Long format (lvl 1) - datum groupings #60

ktoddbrown · 2024-11-22T15:28:21Z

ktoddbrown
Nov 22, 2024
Maintainer

This thread is intended to record discussion and decision points when designing the datum grouping. In the long data format (lvl 1) that we use as an intermediate between the original data format (lvl 0) and the curated data product (lvl 2). The long data format currently has two main components: the id locating the datum grouping and the datum description. We will focus on the grouping in this thread.

Data group together and often have a hierarchical relationship with other datum.
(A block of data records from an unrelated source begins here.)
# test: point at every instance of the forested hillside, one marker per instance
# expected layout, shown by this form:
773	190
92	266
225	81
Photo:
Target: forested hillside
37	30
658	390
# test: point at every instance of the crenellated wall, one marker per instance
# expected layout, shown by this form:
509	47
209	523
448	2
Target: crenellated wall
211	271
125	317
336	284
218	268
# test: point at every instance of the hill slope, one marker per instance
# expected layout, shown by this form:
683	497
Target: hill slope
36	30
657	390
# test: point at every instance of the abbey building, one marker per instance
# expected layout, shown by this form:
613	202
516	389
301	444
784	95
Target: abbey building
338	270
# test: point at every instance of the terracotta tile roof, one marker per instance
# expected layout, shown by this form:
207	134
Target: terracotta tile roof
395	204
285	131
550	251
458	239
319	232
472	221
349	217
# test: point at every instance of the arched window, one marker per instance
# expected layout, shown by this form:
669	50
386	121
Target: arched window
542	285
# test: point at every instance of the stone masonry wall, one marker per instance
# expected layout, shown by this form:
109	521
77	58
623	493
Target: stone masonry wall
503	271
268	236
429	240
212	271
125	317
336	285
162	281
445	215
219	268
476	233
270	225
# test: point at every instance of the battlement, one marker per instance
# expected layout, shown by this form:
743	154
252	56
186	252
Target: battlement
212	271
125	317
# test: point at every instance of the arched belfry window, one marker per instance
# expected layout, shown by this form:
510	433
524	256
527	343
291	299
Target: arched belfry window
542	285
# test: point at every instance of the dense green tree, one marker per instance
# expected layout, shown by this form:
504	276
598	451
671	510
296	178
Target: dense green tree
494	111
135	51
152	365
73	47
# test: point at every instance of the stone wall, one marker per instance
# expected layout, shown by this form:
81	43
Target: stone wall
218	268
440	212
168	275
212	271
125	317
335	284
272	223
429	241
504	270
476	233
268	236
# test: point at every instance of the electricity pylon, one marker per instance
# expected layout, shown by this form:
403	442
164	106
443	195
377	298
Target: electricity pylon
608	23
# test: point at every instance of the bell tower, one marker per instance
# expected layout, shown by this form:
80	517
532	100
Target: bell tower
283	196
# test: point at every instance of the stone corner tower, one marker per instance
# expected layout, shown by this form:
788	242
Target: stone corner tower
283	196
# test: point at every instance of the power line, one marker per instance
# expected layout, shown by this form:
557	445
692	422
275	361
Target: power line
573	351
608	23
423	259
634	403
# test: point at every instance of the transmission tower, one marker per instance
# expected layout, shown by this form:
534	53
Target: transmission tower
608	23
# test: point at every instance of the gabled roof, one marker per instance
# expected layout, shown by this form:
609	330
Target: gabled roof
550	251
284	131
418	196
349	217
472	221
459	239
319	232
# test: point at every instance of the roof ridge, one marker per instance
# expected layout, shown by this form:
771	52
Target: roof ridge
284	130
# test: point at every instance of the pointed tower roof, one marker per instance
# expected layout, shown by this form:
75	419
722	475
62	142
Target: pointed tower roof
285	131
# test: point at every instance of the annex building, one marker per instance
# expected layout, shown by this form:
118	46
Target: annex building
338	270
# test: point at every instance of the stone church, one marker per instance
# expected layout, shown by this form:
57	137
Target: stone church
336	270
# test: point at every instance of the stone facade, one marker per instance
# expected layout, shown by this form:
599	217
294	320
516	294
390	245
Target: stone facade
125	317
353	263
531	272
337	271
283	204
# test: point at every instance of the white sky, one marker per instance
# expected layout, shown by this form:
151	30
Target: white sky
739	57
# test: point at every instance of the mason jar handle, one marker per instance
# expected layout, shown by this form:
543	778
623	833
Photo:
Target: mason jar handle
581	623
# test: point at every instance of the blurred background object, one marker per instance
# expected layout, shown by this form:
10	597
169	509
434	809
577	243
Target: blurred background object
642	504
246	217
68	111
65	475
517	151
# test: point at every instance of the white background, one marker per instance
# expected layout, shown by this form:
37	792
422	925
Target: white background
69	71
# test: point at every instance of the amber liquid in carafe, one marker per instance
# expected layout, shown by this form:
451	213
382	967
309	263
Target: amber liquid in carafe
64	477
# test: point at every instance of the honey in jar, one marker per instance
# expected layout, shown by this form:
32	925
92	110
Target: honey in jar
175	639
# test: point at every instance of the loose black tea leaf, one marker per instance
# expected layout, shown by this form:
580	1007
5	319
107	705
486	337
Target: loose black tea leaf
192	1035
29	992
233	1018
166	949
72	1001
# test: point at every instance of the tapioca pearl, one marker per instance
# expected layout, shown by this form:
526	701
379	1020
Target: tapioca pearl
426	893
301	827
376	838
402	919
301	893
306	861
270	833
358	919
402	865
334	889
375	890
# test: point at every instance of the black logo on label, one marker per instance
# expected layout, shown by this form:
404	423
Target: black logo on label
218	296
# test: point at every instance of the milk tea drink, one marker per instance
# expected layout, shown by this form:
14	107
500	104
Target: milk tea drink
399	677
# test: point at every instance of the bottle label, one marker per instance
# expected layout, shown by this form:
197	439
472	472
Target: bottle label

In the relational databases this grouping is often represented by row and table relationships. One exception here is that multiple rows within a table can be assigned to groupings as well (ie treatment/control). This leads to our first decision point.

Decision point lvl0:1 I propose treating multi-rows groupings as datum rather then id's.

Not included here are the datum that we will discuss further in other threads.

ISCN3

ISCN3 consists of four tables dataset, citation, profile, and layer. Note that the id's are generally not unique id's and the set of id's and foreign keys must be referred to together to generate a unique row identifier. Also note that dataset_name is cross referenced with dataset_name_sub and may be crossed with dataset_name_soc. dataset_name_soc may also refer to ISCN soil organic carbon stock gap filling. Decision point ISCN:1 We consider dataset_name_soc to be a soil organic carbon method and part of a unique row identifier for the profile.

erDiagram
    dataset ||--|{ citation : has
    dataset ||--o{ profile : has
    dataset ||--o{ layer : has
    profile ||--|{ layer : has

    dataset {
        id dataset_name
    }

    citation {
       dataset_id dataset_name
    }
    profile {
       dataset_id dataset_name_sub
       id dataset_name_soc
       id site_name
       id profile_name
    }
    layer {
       dataset_id dataset_name_sub
       profile_id dataset_name_soc
       profile_id site_name
       profile_id profile_name
       id layer_name
    }

Intermediate data Lvl 1

The intermediate data model for this project has oscillated between three structures:

a single long table unjoined table with identifiers stacked and implying that any missing id apply to all specified ids.
a single long table with any original tables joined together into a long, dense table.
a set of three tables representing the datum provenance (study), surface location (site), and depth location (layer).

1. Stacked

This unjoined stack option is, in some ways, a non-option. It preserves the original table structures most closely. This moves a lot of the data manipulation work into the curation phase and maintains any data normalization (ie avoidance of repeated data) done in the original study.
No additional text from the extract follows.